Он резко сел – в глазах характерный репортерский блеск – и зашарил по столу. Я подсунула ему блокнот и карандаш.
– Ясно... Да, понял! Буду через двадцать минут.
Он перебросил мне трубку, весело поцеловал в нос.
– Возле кабака О'Хары, в багажнике машины, только что нашли тело Фрэнки Лоренцо! – Он уже застегивал верхнюю пуговицу рубашки. – Прохожие почувствовали вонь.
С возгласом отвращения я уткнулась носом в подушки. Мак мягко притянул меня к себе, поцеловал, и в одном его взгляде было столько любви, что у меня перехватило дыхание. Восхитительно и... больно. Никто, никогда так на меня не смотрел. За всю мою жизнь – ни один человек. А ведь все прочие мои поклонники могли изливать любовь не одним, а двумя глазами...
– Дождешься меня?
– Да ты что. Дел невпроворот.
– Понимать это как “да”? – Он рассмеялся.
– Нет. Понимай это как “нет”. И нечего на меня так смотреть!
– Злишься, потому что убегаю?
– Не путай меня со своей бывшей. Я ведь знаю, что такое репортер уголовной хроники.
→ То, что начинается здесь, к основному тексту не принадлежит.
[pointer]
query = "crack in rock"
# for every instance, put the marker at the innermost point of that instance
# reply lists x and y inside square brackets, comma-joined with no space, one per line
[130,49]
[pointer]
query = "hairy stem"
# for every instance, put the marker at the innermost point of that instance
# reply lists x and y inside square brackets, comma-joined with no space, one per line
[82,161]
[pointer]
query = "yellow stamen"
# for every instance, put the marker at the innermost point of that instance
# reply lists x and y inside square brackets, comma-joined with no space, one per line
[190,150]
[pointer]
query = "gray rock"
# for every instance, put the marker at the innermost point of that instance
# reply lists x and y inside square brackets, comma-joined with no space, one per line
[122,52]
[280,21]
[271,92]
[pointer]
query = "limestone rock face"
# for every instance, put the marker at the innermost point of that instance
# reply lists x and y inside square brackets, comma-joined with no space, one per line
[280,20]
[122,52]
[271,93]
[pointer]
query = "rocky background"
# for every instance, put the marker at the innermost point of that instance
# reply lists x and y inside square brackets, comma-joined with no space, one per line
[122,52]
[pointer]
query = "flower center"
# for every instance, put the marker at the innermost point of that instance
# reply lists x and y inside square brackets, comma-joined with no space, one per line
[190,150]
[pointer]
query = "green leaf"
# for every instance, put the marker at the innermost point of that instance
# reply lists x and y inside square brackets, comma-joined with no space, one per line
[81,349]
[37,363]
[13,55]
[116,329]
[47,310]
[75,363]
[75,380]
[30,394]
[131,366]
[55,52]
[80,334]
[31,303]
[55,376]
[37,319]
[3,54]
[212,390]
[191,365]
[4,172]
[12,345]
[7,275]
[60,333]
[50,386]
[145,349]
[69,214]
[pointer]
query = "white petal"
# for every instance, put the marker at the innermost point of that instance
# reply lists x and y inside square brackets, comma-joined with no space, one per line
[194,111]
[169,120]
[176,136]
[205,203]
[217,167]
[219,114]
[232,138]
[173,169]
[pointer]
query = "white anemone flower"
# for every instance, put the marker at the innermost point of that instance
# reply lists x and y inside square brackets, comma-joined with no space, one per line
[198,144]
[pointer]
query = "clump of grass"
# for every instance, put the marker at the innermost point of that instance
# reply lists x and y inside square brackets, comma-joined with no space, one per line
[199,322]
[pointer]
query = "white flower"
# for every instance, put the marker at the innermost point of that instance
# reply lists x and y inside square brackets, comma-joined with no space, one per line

Все мои чары, вместе взятые, меркнут перед набитым пулями трупом мафиози, тухнущим в багажнике!
– Его зарезали.
– Какая разница. Но не только у репортеров уголовной хроники бывают неотложные дела. Так что до вечера, Мак. Ты ведь задолжал мне ужин и так просто от меня не отделаешься.
– Сегодня же верну долг. Погоди-ка...
Он протянул мне связку ключей, обещал обернуться до шести – “а впрочем, как получится, но если что, позвоню”, – поцеловал на прощанье и исчез.
Если утюг у Мака и имелся, я его не нашла. Заскочить домой переодеться? Убью впустую часа два – придется мчаться назад через весь город к зданию суда. Ладно, вывешу платье в ванной. Пока приму душ, оно разгладится само собой от пара. Я забралась под душ и не спеша растерлась губкой – шершавой и одновременно нежной. Совсем как ладони Мака.
Без пятнадцати девять я стояла в плотной толпе на автобусной остановке, защищенная от окружающих ощущением счастья. Я люблю замечательного мужчину, а он любит меня. Что за восхитительное чувство – хранить подобный секрет...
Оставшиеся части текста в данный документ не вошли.